Edito : Demain à Johannesburg.

Les salons et autres foires toujours nombreux au printemps attirent dans le contexte financier actuel davantage les investisseurs que les amateurs. L'offre des galeries exposantes est en conséquence, conçue pour les premiers sans plus tenir compte des seconds.

En Afrique du Sud, il en va différemment. La Joburg Art Fair qui s'installe pour la deuxième année consécutive au Centre de Convention Sandton de Johannesburg du 3 au 5 avril suit un parcours inverse. Elle promet d'être en 2009 un événement plus divers et populaire que pour la première édition et a l'ambition d'attirer non seulement des collectionneurs sérieux mais aussi des amateurs et des curieux.

En plus des 26 galeries pour la plupart installées à Johannesburg qui vont présenter et défendre les oeuvres de leurs artistes, la Joburg Art fair a osé un mélange hybride d'art et de design, réservant à celui-ci une très large place. L'ambition est de mieux présenter la culture visuelle contemporaine du continent.
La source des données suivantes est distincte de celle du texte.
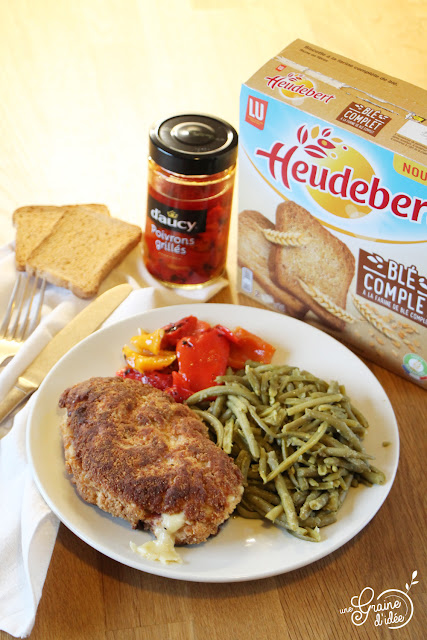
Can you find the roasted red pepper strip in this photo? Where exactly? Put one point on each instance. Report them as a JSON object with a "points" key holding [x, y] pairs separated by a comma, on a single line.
{"points": [[177, 330], [179, 389], [156, 379], [201, 358], [227, 333], [249, 347]]}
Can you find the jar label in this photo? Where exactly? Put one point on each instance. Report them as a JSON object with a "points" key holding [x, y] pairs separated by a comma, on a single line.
{"points": [[187, 221]]}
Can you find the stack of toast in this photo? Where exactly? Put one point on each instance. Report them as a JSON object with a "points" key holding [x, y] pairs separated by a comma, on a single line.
{"points": [[298, 262], [72, 246]]}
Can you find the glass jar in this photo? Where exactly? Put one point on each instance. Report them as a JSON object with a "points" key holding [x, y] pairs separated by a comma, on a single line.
{"points": [[191, 169]]}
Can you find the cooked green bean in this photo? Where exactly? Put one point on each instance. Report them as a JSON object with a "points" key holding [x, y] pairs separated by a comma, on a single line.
{"points": [[297, 439]]}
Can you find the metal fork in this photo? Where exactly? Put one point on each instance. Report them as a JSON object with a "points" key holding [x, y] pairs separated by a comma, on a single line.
{"points": [[19, 321]]}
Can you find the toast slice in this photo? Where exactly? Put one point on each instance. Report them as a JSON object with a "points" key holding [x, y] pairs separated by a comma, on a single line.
{"points": [[254, 250], [34, 223], [319, 272], [81, 250]]}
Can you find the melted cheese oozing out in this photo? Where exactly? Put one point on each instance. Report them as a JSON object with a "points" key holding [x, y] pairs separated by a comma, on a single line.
{"points": [[162, 548]]}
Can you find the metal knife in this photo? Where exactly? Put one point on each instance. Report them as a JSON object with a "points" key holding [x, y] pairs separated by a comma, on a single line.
{"points": [[85, 323]]}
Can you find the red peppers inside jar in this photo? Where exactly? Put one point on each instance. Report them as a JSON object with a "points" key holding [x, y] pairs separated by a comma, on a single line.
{"points": [[191, 172]]}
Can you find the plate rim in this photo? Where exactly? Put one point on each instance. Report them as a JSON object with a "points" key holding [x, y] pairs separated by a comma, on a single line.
{"points": [[158, 568]]}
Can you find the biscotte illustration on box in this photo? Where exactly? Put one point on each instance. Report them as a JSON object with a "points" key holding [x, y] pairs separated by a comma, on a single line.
{"points": [[333, 202]]}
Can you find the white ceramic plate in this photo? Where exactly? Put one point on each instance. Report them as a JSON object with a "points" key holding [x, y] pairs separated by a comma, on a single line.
{"points": [[243, 549]]}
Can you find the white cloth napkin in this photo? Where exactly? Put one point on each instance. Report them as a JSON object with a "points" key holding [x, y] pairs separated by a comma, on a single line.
{"points": [[27, 526]]}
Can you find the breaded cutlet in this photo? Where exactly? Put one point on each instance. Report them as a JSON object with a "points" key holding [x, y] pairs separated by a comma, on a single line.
{"points": [[137, 454]]}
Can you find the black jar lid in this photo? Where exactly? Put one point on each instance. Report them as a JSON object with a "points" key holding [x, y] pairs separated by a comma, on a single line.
{"points": [[193, 144]]}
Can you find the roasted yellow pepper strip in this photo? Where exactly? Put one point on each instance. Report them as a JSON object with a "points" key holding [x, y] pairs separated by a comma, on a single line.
{"points": [[148, 362], [148, 341]]}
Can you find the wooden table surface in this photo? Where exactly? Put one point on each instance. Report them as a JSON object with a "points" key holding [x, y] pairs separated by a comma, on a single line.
{"points": [[80, 83]]}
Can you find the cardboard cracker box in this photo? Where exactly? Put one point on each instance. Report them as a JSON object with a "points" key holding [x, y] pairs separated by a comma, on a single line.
{"points": [[333, 202]]}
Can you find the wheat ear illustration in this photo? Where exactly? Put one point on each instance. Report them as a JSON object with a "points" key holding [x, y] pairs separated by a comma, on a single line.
{"points": [[326, 302], [374, 319], [286, 238]]}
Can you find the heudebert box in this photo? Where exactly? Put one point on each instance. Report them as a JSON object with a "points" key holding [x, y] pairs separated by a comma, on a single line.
{"points": [[333, 202]]}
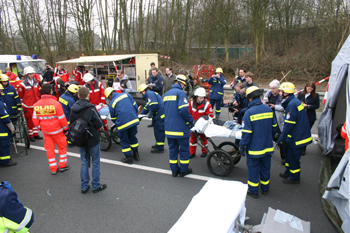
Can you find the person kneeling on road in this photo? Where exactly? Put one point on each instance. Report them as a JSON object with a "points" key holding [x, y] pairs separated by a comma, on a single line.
{"points": [[258, 127], [91, 146], [123, 110], [155, 109], [49, 116]]}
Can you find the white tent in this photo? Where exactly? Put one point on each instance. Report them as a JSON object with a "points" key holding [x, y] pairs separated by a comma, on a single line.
{"points": [[334, 114]]}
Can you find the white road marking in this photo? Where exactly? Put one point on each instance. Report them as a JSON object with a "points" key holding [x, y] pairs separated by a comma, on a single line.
{"points": [[135, 166]]}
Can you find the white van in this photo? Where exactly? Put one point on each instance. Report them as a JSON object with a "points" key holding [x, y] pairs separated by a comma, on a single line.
{"points": [[17, 63]]}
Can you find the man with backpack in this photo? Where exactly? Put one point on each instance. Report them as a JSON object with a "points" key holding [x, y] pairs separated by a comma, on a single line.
{"points": [[85, 122]]}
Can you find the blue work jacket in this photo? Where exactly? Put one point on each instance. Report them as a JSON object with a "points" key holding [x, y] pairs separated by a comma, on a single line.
{"points": [[177, 116], [258, 127], [154, 105], [217, 87], [123, 110], [67, 101], [10, 97], [296, 130]]}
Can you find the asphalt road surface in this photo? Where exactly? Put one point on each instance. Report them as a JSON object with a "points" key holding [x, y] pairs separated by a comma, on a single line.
{"points": [[144, 197]]}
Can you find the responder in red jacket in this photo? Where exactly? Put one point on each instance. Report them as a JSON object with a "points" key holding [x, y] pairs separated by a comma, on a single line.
{"points": [[79, 73], [29, 94], [49, 115], [198, 107], [97, 91]]}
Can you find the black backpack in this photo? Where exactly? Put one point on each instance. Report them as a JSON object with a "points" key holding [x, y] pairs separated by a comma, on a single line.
{"points": [[79, 130]]}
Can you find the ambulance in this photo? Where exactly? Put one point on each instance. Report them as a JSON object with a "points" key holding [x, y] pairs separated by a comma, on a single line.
{"points": [[17, 63]]}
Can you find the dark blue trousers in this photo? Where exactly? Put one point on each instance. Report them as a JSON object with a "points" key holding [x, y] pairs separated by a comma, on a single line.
{"points": [[179, 146], [128, 140], [292, 162], [259, 169]]}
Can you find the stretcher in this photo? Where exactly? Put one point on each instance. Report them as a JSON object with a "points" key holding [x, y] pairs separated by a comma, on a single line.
{"points": [[222, 159]]}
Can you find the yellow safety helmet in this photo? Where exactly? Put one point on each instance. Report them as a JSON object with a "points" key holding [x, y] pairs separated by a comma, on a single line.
{"points": [[109, 91], [142, 87], [4, 78], [254, 91], [181, 78], [219, 70], [73, 88], [287, 87]]}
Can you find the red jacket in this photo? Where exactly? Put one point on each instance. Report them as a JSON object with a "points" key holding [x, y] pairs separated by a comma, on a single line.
{"points": [[203, 109], [97, 93], [29, 94], [78, 76], [49, 115], [345, 135], [64, 75]]}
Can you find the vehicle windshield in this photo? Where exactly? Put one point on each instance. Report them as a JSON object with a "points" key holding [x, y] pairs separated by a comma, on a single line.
{"points": [[39, 66]]}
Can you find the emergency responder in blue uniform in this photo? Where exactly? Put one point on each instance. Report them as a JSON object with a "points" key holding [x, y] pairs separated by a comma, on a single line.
{"points": [[295, 134], [155, 109], [67, 101], [6, 130], [10, 97], [14, 217], [178, 122], [259, 126], [216, 94], [123, 110]]}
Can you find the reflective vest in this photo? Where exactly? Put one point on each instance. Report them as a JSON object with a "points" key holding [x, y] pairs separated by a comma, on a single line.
{"points": [[177, 116], [258, 128], [155, 104], [97, 93], [123, 110], [217, 87], [296, 130], [48, 113], [11, 99]]}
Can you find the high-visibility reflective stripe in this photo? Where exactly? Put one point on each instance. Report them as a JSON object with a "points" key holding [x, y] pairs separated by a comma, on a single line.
{"points": [[170, 98], [126, 150], [291, 122], [301, 107], [294, 171], [264, 182], [247, 131], [184, 161], [261, 116], [253, 184], [303, 141], [65, 102], [118, 99], [174, 133], [260, 152], [128, 124], [181, 106]]}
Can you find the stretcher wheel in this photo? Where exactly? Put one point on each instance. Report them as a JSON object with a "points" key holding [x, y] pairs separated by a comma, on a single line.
{"points": [[232, 149], [114, 135], [219, 162], [105, 140]]}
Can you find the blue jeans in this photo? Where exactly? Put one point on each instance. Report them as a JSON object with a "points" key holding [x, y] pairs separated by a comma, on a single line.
{"points": [[96, 170]]}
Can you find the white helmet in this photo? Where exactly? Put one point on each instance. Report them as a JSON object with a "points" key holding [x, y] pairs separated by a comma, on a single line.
{"points": [[88, 77], [28, 70], [200, 92]]}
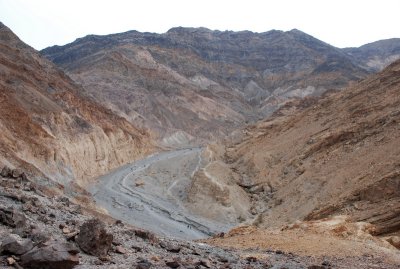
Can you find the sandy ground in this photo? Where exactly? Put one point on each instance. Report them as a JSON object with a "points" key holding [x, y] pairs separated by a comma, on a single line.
{"points": [[358, 251], [150, 194]]}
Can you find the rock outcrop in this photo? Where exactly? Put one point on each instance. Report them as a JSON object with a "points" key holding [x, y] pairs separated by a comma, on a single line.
{"points": [[94, 239], [376, 55], [51, 255], [193, 84], [50, 127], [323, 157]]}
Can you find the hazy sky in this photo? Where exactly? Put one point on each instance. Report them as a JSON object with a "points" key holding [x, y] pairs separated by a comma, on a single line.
{"points": [[342, 23]]}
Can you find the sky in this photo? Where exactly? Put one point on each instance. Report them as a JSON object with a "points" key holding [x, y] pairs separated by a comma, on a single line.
{"points": [[342, 23]]}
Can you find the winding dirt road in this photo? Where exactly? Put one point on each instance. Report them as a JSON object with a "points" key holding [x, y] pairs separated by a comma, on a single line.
{"points": [[151, 194]]}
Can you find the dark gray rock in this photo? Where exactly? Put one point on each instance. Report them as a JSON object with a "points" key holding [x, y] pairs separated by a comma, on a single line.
{"points": [[51, 255], [172, 264], [143, 264], [6, 172], [14, 244], [93, 238], [170, 247], [11, 217]]}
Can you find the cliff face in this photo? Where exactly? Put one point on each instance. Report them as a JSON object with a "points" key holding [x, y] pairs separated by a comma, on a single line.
{"points": [[376, 55], [318, 158], [194, 84], [50, 127]]}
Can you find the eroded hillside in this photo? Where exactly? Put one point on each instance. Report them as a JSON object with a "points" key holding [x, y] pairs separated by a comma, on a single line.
{"points": [[195, 85], [318, 158], [50, 127]]}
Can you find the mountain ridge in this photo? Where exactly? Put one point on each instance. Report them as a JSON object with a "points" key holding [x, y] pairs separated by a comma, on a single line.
{"points": [[244, 74]]}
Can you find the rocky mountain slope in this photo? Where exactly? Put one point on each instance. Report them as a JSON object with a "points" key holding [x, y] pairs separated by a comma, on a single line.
{"points": [[376, 55], [46, 231], [197, 83], [320, 158], [50, 127]]}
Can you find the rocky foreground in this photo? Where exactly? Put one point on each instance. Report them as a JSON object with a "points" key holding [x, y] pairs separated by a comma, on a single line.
{"points": [[39, 230]]}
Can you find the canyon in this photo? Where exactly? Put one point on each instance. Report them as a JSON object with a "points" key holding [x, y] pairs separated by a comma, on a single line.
{"points": [[234, 149]]}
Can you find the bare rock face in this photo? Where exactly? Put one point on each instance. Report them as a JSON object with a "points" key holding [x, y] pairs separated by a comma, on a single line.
{"points": [[51, 255], [14, 244], [11, 217], [395, 241], [94, 239], [341, 150], [6, 172], [62, 131], [197, 83]]}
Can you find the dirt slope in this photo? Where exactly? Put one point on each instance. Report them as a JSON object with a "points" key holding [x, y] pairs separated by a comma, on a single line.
{"points": [[49, 126], [318, 158]]}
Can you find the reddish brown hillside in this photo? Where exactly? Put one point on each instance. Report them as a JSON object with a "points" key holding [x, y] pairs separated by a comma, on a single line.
{"points": [[338, 156]]}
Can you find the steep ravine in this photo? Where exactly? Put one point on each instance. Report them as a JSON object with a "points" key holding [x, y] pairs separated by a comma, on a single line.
{"points": [[50, 128]]}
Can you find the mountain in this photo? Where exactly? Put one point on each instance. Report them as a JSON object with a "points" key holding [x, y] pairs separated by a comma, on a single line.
{"points": [[319, 158], [50, 127], [376, 55], [194, 84]]}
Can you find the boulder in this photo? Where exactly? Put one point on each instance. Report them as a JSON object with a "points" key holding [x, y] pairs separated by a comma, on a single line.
{"points": [[172, 263], [6, 172], [51, 255], [394, 241], [143, 264], [11, 217], [16, 173], [170, 247], [93, 238], [14, 244]]}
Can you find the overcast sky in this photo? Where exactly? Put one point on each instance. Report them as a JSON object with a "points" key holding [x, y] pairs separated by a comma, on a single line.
{"points": [[342, 23]]}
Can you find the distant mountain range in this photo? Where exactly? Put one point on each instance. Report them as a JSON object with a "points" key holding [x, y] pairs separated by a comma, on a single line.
{"points": [[51, 128], [194, 84]]}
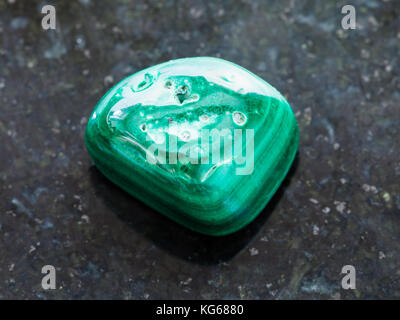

Par ailleurs, la Joburg Art fair avance plusieurs propositions. Tumelo Mosaka pour le Brooklyn Museum de New York est le commissaire d'une sélection de films sur les pays du Global South. Culturesfrance, l'établissement français responsable des échanges culturels internationaux, trouve dans la foire de Johannesburg l'occasion d'offrir "The Encounters of Bamako" (ICI), une exposition des photographes africains soutenus par l'institution suite aux rencontres photographiques de Bamako. Durant les trois jours du salon, sont également programmées dans un lieu architecturé spécialement conçu pour l'occasion, des entrevues avec les artistes. Elles sont motivées par le besoin de réévaluer des pratiques expérimentales initiées depuis les années 60 jusqu'à aujourd'hui en Afrique du Sud. Mais le véritable temps fort est SECURITY (ICI), l'installation de Jane Alexandre.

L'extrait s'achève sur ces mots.